TransIT^®-LT1

Fig. 1 | The TransIT^®-LT1 Reagent Exhibits Higher Expression and Lower Cellular Toxicity Compared to Other Transfection Reagents. HepG2 cells were transfected with a luciferase expression plasmid using the designated reagents at the manufacturer’s recommended reagent-to-DNA ratio indicated beneath each bar. Transfections were performed in 96-well plates using 0.1 µg of plasmid DNA per well. Luciferase expression (bar graph) and lactate dehydrogenase (LDH) levels (line graph) were measured at 24 hours post-transfection. LDH levels are reported as % cytotoxicity compared to cells alone and were measured using a commercially available colorimetric assay; all values at or below zero are represented as zero on graph. Experiments were performed as per industry accepted testing protocols. FuGENE^® is a registered trademark of Fugent LLC. Lipofectamine^® is a trademark of Life Technologies Corporation.

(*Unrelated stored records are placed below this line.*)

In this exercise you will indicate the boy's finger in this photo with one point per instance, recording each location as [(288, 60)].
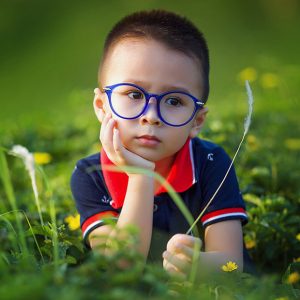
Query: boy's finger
[(175, 273), (103, 126), (118, 147), (107, 138), (181, 264)]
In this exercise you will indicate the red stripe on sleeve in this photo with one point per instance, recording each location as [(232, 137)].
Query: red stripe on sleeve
[(222, 212), (96, 218)]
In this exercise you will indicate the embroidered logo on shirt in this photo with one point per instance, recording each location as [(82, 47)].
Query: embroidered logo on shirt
[(210, 156), (105, 199)]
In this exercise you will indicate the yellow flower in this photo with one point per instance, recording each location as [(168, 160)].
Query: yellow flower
[(293, 277), (229, 267), (297, 259), (250, 244), (73, 221), (42, 158), (249, 74), (269, 80)]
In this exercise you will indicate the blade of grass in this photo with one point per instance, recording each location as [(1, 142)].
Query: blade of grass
[(8, 188)]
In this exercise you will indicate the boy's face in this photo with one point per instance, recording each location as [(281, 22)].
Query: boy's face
[(157, 69)]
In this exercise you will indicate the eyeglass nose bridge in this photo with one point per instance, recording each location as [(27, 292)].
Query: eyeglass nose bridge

Fig. 2 | Comparable Luciferase Expression with the TransIT^®-LT1 Reagent and FuGENE^® 6 in Multiple Cell Types. The indicated cell lines were transfected in duplicate with 1 µg of a luciferase expression vector per well of a 12-well plate using either 3 µl of the TransIT^®-LT1 or FuGENE^® 6 Reagents according to industry accepted testing protocols. Cells were harvested 24 hours post-transfection and assayed for luciferase activity. FuGENE^® is a registered trademark of Fugent LLC.

Fig. 3 | Exceptional Transfection Efficiency in Human Induced Pluripotent Stem Cells (iPSCs) via Reverse Transfection with TransIT^®-LT1. The TransIT^®-LT1 Transfection Reagent was used to reverse transfect 1.3 x 10⁶ iPS cells with a ZsGreen expressing plasmid (Clontech). Reverse transfections were performed in 6-well plates using 12 µl of TransIT^®-LT1 Transfection Reagent to deliver 4 µg of DNA (3:1, reagent: DNA). Cells were visualized 48 hours post-transfection and imaged under a 10X objective with an Olympus IX71^® Inverted Microscope. Images are (A) phase contrast and (B) green fluorescence. Cells were assayed 48 hours post-transfection on an Accuri^® Cytometer. The histogram (C) shows untransfected cells (black line) compared to cells transfected with plasmid using TransIT^®-LT1 (green line).

Fig. 4 | High Efficiency Transfection of iCell^® Cardiomyocytes Using TransIT^®-LT1 Transfection Reagent. iCell^® Cardiomyocytes were plated at 20,000 cells/well in a 96 well tissue culture plate coated with 0.1% gelatin. After allowing the cells to recover from thaw, cells were transfected with 100 ng/well of pMAXGFP (Lonza) using TransIT^®-LT1 Transfection Reagent with a 2:1 reagent-to-DNA ratio according to the manufacturer’s instructions. Fluorescent images were taken 3 days post transfection using a Olympus IX71^® inverted microscope.